The arbitrator did not act in manifest disregard of these legal principles. The arbitrator determined that the proper measure of damages was the difference between the contract price and the market value of the shares that Mercantile retained. In calculating this market value, the arbitrator rejected both parties’ “extreme” positions—that the shares were either worthless or worth the full contract price. App’x 40. Instead, the arbitrator relied on testimony from both parties’ damages experts to arrive at an estimated value of $20 million in two years, discounted to present value using a ten percent discount rate suggested by Hamilton’s own expert.
Although the arbitrator described the $20 million figure as “no more than a guess,” he noted that it was “the only estimate offered in this case.” Id. at 42 n.28. The arbitrator explained that the parties “had adequate opportunity to provide an 4 estimate of market value,” but each side instead “opted to ‘shoot the moon’” by staking out an extreme position. Id. The record makes it apparent that the arbitrator was not willfully flouting Delaware law but undertook a good-faith attempt to estimate the damages based on the available evidence.

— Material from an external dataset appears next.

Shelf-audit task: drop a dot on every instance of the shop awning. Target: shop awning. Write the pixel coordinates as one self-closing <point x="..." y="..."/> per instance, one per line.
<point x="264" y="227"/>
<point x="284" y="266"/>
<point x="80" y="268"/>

There was no dispute about the fact of damages; Hamilton breached the investment agreements and Mercantile suffered harm as a result. The uncertainty was limited to the amount of damages, specifically the market value of the retained shares. Given that both parties’ experts provided testimony supporting the figure—and the absence of evidence suggesting a different amount—the arbitrator had at least “a barely colorable justification” for its market value determination. Wallace, 378 F.3d at 190 (emphasis omitted) (quoting Banco de Seguros, 344 F.3d at 260).
* * *
We have considered Hamilton’s remaining arguments, which we conclude are without merit. For the foregoing reasons, we affirm the judgment of the district court.